Her image was on surveillance footage from the Port Townsend Safeway, where she shopped after talking with her father on a borrowed cellphone at the nearby Haines Place Park and Ride.
She had arrived a day earlier than her father expected from an inpatient drug treatment facility in Sedro-Woolley.
She had checked into the facility 60 days prior for heroin addiction treatment, her father said.
Her father had thought she would take a bus to Sequim.
Instead, it was the last time he talked with her.
Police formed a task force to search for her. Family members searched in Port Townsend and elsewhere, including Shoreline, where she had lived for a time, but found no sign of her.
A chance encounter with a family friend at a Shoreline Fred Meyer on Tuesday changed that.
Lauryn Garrett walked into the Fred Meyer at about 5 p.m. Tuesday and tried to return merchandise without a receipt and with identification that was not hers, said Officer Patrick Fudally, Port Townsend police spokesman.
The Fred Meyer clerk was a friend of Lauryn Garrett’s uncle and recognized her, Fudally said.

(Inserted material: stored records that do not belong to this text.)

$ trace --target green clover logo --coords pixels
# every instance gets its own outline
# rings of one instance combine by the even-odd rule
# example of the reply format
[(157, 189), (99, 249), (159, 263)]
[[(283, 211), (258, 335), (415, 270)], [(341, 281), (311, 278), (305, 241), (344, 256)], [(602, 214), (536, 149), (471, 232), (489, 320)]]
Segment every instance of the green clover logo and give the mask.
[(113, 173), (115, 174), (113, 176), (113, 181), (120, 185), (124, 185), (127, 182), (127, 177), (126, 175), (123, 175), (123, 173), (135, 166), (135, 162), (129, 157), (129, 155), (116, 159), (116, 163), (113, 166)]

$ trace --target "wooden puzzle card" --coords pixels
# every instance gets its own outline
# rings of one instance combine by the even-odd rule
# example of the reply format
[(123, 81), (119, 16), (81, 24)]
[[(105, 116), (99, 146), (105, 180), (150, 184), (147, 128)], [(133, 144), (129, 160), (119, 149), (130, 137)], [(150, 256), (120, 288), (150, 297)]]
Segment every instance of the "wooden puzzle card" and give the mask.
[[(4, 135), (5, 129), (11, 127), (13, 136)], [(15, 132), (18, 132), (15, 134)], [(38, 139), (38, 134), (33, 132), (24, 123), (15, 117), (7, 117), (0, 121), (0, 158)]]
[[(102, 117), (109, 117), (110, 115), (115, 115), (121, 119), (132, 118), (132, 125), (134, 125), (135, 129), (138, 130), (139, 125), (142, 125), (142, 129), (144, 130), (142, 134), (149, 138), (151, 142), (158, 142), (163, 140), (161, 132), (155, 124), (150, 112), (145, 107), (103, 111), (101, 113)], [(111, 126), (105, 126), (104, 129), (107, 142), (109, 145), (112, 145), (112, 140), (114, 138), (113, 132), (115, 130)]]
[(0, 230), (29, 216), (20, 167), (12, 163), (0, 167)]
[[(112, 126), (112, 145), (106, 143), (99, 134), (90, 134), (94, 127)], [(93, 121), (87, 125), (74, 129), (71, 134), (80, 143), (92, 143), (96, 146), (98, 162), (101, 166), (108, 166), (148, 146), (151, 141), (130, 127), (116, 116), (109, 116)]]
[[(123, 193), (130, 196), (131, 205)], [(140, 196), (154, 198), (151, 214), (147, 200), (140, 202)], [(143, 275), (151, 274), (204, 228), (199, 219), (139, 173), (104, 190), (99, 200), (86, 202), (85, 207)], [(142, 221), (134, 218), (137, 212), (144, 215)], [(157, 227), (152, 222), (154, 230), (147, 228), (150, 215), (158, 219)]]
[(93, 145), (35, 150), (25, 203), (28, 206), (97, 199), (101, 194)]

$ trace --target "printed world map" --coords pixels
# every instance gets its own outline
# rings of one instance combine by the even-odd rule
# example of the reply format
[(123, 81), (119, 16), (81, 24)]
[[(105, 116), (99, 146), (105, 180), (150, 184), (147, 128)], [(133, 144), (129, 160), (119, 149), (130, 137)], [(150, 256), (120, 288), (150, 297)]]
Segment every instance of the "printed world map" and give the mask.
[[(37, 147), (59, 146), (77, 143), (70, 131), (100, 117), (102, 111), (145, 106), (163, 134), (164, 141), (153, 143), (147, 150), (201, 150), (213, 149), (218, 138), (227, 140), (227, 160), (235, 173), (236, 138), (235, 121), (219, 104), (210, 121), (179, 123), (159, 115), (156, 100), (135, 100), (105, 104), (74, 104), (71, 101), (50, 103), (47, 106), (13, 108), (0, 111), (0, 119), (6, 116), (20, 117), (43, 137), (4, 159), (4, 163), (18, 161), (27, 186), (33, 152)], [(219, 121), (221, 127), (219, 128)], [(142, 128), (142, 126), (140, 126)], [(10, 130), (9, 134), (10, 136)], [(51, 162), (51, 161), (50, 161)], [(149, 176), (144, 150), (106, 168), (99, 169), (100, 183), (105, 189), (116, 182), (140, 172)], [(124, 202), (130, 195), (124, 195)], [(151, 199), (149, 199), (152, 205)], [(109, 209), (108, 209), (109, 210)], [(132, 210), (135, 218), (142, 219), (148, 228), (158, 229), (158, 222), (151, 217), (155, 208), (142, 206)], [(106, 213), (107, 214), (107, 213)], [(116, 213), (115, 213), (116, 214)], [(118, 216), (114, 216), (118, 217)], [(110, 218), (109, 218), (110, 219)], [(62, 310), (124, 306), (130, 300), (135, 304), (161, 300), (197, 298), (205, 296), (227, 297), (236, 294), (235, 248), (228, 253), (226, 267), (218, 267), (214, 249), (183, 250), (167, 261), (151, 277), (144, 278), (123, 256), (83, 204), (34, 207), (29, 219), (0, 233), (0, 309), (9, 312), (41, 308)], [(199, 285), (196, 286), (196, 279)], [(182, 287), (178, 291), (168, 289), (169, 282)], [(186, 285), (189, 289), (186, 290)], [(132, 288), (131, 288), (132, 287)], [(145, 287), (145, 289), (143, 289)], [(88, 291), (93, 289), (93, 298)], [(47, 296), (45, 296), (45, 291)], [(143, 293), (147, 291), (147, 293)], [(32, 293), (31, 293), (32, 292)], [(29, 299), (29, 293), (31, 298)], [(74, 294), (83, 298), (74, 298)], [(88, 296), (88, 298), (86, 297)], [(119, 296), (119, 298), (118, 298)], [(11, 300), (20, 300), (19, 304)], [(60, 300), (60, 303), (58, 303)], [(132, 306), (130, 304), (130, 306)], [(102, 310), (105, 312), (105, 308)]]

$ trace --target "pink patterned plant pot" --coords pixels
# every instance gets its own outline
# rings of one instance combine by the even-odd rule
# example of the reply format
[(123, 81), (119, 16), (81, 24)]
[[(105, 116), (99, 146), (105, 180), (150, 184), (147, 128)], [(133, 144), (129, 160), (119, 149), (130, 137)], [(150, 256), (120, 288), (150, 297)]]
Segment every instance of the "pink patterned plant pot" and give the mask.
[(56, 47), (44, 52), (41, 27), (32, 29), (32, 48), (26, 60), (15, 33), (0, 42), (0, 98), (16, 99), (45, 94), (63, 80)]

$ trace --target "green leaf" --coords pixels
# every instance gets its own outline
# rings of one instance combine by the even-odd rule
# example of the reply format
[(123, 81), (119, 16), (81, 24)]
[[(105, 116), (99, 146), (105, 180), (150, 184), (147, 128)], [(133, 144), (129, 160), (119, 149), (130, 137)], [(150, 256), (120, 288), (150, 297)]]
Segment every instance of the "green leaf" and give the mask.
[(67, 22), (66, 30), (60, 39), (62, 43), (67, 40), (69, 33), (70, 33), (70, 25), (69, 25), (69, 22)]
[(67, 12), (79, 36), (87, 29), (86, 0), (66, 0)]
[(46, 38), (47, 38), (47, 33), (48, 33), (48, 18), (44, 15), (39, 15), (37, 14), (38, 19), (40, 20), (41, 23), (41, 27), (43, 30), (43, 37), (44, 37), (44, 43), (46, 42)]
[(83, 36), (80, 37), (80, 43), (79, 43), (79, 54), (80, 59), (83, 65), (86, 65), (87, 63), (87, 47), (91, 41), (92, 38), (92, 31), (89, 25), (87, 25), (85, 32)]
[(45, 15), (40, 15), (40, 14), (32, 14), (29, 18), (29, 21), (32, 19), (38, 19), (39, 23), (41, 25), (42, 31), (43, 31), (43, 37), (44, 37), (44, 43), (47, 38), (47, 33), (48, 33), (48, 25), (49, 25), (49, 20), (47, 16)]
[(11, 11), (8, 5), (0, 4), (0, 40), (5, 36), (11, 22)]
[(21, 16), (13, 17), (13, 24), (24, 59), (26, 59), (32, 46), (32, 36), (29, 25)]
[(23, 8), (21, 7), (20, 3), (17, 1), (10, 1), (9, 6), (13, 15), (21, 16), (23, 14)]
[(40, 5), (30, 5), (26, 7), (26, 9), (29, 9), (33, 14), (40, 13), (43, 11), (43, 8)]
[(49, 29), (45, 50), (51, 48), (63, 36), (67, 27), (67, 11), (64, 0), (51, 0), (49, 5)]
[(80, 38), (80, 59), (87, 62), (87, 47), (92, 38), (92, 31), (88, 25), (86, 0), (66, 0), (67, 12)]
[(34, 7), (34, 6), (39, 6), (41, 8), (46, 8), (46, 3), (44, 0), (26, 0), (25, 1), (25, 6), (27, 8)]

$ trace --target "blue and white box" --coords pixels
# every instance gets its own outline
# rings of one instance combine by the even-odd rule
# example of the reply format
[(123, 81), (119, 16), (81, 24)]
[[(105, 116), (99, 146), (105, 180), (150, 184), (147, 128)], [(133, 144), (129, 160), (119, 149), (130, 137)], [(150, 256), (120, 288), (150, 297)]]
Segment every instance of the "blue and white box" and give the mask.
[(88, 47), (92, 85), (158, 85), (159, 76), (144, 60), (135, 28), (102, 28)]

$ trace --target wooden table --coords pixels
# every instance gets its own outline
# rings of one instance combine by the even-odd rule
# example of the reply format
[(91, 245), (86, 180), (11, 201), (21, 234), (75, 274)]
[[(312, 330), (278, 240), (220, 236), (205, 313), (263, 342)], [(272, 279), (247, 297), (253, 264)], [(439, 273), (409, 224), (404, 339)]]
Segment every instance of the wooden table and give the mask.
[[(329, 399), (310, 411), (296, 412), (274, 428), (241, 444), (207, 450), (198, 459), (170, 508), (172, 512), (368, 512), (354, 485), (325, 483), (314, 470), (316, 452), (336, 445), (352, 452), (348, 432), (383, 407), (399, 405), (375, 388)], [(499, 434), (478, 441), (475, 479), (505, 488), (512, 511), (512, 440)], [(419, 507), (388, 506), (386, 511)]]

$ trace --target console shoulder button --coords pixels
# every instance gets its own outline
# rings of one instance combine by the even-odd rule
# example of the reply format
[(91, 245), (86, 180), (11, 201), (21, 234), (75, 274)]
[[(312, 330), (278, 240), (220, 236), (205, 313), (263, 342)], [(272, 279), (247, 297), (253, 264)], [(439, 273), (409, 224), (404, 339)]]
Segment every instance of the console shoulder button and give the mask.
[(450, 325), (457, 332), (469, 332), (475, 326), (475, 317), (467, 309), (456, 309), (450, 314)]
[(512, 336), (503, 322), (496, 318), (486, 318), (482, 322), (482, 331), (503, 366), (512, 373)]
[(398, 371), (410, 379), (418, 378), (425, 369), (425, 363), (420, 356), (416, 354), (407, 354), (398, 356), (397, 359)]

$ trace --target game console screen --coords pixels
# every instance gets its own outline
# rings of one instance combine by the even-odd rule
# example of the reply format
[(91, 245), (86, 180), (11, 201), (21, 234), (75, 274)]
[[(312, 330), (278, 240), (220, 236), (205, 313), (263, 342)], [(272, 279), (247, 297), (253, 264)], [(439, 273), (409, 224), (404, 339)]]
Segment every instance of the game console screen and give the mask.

Police showed Fred Meyer surveillance footage to Fred Garrett, who confirmed it was his daughter.
“As far as we can tell, she’s OK,” Fred Garrett said Friday.
The clerk told the woman she should contact her family, and Lauryn Garrett, who appeared to be alone, told her she had.
Her father, stepfather Bret Christianson and mother Eleana Christianson have said that’s not the case.
Not ‘in duress,’ ‘danger’
The clerk refused to allow the return of the merchandise without proper identification; she said she would get it, left — leaving the merchandise and identification behind — and did not return, Fudally said.
Saying she did not appear “in duress or any danger,” police said they no longer consider her a missing person and planned to disband the multi-agency task force investigation into her whereabouts.
Lauryn Garrett’s family fears she has fallen victim to a demon that her father and stepfather said she has struggled with for the past three years:
Heroin.
Bret Christianson said his stepdaughter, whom he had raised with her mother since she was 3, first encountered the drug about three years ago.
“This town is inundated with heroin. I mean, it’s all around us,” he said.
About five months ago, she had moved to her father’s home in another area of Sequim.
Fred Garrett echoed Christianson’s sentiment.
“Our Peninsula has an epidemic on its hands, and everybody needs to know what’s going on,” Fred Garrett said.
“These are good kids. Lauryn is a good kid. Lauryn never got in trouble at school ever.”
Christianson said he and Lauryn’s mother and father plan to meet with a counselor to talk how about how best to support his stepdaughter.
“I just want her back, and it’s going to be a long road, but I want her back,” said Bret Christianson.
Amid these fears, Lauryn’s family has also expressed disappointment with how Port Townsend police, the lead agency on her search, handled her disappearance.
“I don’t think they put a high priority on it, as high as it should have,” Fred Garrett said.
Bret Christianson said he feels police did not sufficiently follow up on all the leads Lauryn’s family had given them.
Fudally said the police and the task force investigated Lauryn’s disappearance the best they could with the resources that were available.
“We don’t have the resources to have our entire department focusing on one case. Our community wouldn’t appreciate that,” he said.
“We have to balance one case with the needs of the community.”